A problem for tagging: morphology

Tags are hot. If you don't know what they are, check out this and this and this.

Another website that has tags is 43 things and its sister site 43 places.

Anyway, onto the point of this post, the effect that morphology can have on tagging. If you don't know what morphology is, perhaps you'll pick it up from this screenshot:

[Image no longer available]

This tag zeitgeist is from the 43 places 'ideas' site. The pairs of tags highlighted are where they differ by some suffix (affixes and suffixes make up linguistic morphology), mostly plurality and tense.

Because tags are based around unique letter-strings, they are both amiguous (bank has atleast two meanings) and non-unique (compare eggplant vs aubergine). However, these are facts about language generally, and so there's not too much you can do about it (trying to map words to meanings would be a near-impossible task).

However, calculating plurals is a relatively simple task for computers to do (in English). You start by specifying the general rule (+s), then some alternative rules (-y -> +ies), and then finally by specifying a list of irregular plurals (which you can probably buy in). Then you simply test for the rules in reverse order, first checking to see if the word is irregular, then seeing if any of the alternative rules apply, and then applying the general rule. I managed to code the whole thing in Prolog in a couple of hours, for a course I took a year ago. Of course, you'd also have to be able to spot which tags aren't nouns and don't have a plural...

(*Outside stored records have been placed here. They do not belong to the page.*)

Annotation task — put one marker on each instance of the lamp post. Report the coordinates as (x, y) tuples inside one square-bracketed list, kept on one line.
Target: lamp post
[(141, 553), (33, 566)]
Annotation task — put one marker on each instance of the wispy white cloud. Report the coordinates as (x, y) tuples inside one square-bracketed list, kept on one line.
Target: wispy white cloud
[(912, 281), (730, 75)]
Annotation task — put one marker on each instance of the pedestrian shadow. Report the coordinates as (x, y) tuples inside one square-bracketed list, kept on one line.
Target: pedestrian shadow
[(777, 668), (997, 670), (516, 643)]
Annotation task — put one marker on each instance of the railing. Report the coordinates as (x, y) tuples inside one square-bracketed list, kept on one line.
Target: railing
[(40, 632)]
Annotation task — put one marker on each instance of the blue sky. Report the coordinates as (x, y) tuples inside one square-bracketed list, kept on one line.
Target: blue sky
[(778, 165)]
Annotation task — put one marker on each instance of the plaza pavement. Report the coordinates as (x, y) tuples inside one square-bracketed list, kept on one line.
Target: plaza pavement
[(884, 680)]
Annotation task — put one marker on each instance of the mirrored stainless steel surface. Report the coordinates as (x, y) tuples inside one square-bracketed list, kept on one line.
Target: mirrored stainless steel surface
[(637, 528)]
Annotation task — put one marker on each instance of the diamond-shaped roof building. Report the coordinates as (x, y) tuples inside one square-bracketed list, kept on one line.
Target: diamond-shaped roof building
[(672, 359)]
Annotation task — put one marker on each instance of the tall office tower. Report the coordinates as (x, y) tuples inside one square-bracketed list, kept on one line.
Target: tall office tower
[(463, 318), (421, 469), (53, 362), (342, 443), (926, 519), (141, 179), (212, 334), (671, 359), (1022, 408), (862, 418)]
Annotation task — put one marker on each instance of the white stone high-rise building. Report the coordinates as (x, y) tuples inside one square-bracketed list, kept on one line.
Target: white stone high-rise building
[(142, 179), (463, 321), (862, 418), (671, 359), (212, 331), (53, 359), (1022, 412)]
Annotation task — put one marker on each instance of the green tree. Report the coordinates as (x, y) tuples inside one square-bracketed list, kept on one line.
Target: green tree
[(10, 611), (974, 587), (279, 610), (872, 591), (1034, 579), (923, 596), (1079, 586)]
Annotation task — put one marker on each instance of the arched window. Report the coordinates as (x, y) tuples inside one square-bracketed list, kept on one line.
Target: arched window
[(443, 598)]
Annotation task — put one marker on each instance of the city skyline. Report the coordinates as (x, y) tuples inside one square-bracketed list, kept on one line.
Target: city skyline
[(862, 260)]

Whether you'd want to use this for websites which feature tags is another question. In some cases, eg with photos, it might make sense to have a difference between singular and plural. In other cases, it might be useful to merge the tags. At the very least, it'd be good to be able to generate links between the tags.

Interestingly, in the image above, there doesn't seem to be any pattern over whether the singular or plural version is more used.

On this weblog, I've mostly used plural tags.